Title: Nonparametric Tools for Complex Data and Simulations
 
Ann B. Lee, Department of Statistics & Data Science, Carnegie Mellon University
 
Abstract: 
 
Recent technological advances have led to a rapid growth in not just the amount of scientific data but also their complexity and richness. Simulation models have, at the same time, become increasingly detailed and better at capturing the underlying processes that generate observable data. On the statistical methods front, however, we still lack tools that accurately quantify complex relationships between data and model parameters, as well as adequate tools to validate approximate likelihoods and emulators fit to high-dimensional data and computationally intensive simulations. In this talk, I will discuss our current work on how we leverage machine learning methods toward some of these statistical inference challenges. I will draw examples from astronomy on photometric redshift estimation and cosmological parameter inference. (Part of this work is joint with Rafael Izbicki, Taylor Pospisil, Peter Freeman, Niccolo Dalmasso, Ilmun Kim, and the LSST-DESC-PZ working group)
 
Bio:
 
Ann Lee is an associate professor in the department of statistics and data science and the machine learning department at Carnegie Mellon University.  She received her doctorate in physics at Brown University, and was prior to joining CMU in 2015, the J.W. Gibbs Assistant Professor at Yale University’s Program of Applied Mathematics.

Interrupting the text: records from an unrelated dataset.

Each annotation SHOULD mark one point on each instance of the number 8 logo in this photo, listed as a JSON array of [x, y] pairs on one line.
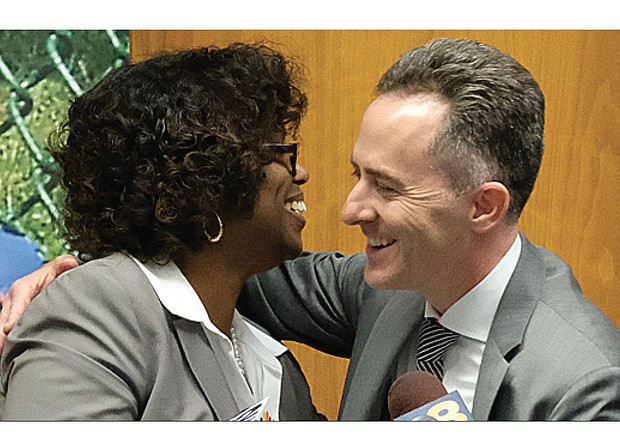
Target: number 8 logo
[[448, 410]]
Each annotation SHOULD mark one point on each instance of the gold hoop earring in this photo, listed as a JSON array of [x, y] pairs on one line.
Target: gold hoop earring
[[216, 239]]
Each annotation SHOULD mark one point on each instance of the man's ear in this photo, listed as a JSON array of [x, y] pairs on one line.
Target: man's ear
[[489, 205]]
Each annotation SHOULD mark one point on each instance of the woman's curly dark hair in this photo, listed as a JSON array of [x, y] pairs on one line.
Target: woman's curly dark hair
[[155, 148]]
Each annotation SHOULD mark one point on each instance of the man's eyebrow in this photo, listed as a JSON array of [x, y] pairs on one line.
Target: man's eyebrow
[[379, 175]]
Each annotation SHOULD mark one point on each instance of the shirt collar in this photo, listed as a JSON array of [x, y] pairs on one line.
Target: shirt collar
[[179, 298], [473, 314]]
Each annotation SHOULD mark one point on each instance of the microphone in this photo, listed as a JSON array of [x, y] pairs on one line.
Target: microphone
[[420, 396]]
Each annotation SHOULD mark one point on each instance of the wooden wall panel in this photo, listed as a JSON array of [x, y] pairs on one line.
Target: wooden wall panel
[[574, 209]]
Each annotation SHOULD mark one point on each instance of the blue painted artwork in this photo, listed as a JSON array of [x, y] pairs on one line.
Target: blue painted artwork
[[18, 257]]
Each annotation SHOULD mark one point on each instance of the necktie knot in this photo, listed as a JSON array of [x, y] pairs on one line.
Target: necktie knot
[[435, 340]]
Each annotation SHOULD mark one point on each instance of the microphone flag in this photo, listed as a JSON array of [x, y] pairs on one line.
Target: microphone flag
[[449, 407]]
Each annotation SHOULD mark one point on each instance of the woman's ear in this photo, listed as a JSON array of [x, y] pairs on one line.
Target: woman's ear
[[489, 205]]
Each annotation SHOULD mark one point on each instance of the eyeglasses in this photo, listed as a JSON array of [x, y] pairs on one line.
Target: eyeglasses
[[283, 149]]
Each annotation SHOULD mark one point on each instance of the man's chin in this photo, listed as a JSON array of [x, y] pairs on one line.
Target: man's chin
[[379, 280]]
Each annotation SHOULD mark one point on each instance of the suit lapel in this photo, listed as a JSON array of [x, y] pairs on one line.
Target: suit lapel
[[370, 380], [508, 328], [206, 369]]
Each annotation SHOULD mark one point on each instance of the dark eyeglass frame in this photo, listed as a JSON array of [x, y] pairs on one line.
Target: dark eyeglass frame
[[285, 148]]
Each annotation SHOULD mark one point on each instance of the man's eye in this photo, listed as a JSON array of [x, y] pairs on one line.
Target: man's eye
[[384, 188]]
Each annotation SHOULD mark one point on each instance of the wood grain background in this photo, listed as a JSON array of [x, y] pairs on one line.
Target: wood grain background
[[574, 209]]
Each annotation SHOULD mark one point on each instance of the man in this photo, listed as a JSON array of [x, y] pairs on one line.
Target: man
[[446, 159]]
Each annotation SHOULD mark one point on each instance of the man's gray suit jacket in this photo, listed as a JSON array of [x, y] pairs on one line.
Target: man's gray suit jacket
[[551, 354], [98, 345]]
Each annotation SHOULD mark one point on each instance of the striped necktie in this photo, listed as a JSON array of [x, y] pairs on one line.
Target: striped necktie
[[434, 342]]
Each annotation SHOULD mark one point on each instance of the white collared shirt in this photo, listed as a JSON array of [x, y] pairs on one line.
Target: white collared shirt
[[258, 350], [471, 317]]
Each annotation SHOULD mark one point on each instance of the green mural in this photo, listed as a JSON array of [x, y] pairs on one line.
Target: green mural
[[40, 73]]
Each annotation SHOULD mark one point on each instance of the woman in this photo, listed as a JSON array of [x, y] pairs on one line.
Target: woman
[[179, 184]]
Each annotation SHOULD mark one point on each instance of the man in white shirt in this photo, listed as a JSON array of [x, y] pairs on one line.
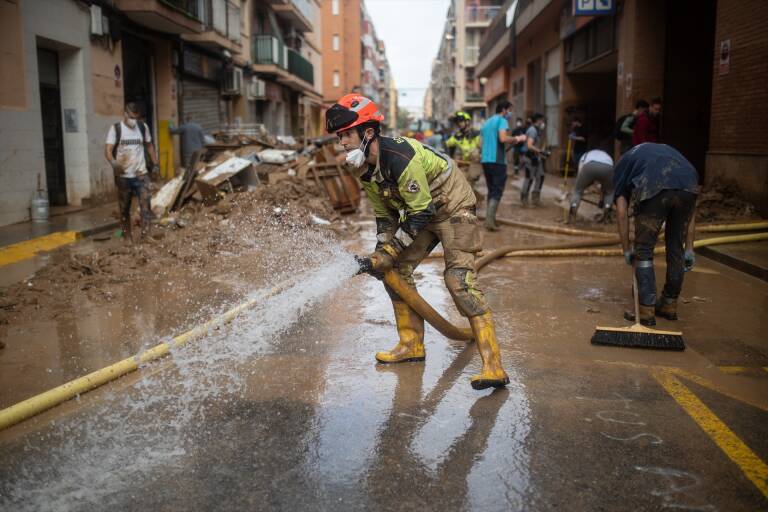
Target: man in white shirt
[[128, 145], [595, 165]]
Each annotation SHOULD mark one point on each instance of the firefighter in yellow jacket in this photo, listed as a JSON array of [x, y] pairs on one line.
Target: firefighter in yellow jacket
[[419, 199]]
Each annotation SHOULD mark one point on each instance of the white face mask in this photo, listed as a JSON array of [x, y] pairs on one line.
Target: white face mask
[[356, 157]]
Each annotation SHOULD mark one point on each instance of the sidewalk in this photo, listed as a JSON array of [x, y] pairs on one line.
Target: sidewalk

Ann Lee’s interests are in developing statistical methodology for the type of complex data and problems often encountered in the physical sciences. She is particularly interested in scalable methods that adapt to the intrinsic structure of data, and nonparametric approaches that can handle different types of data, such as data arriving from multiple scientific probes. Her recent work includes conditional density estimation in a high-dimensional regression setting, faster alternatives to approximate Bayesian computing, and applications in astronomy and hurricane intensity guidance involving satellite imagery and massive astronomical surveys.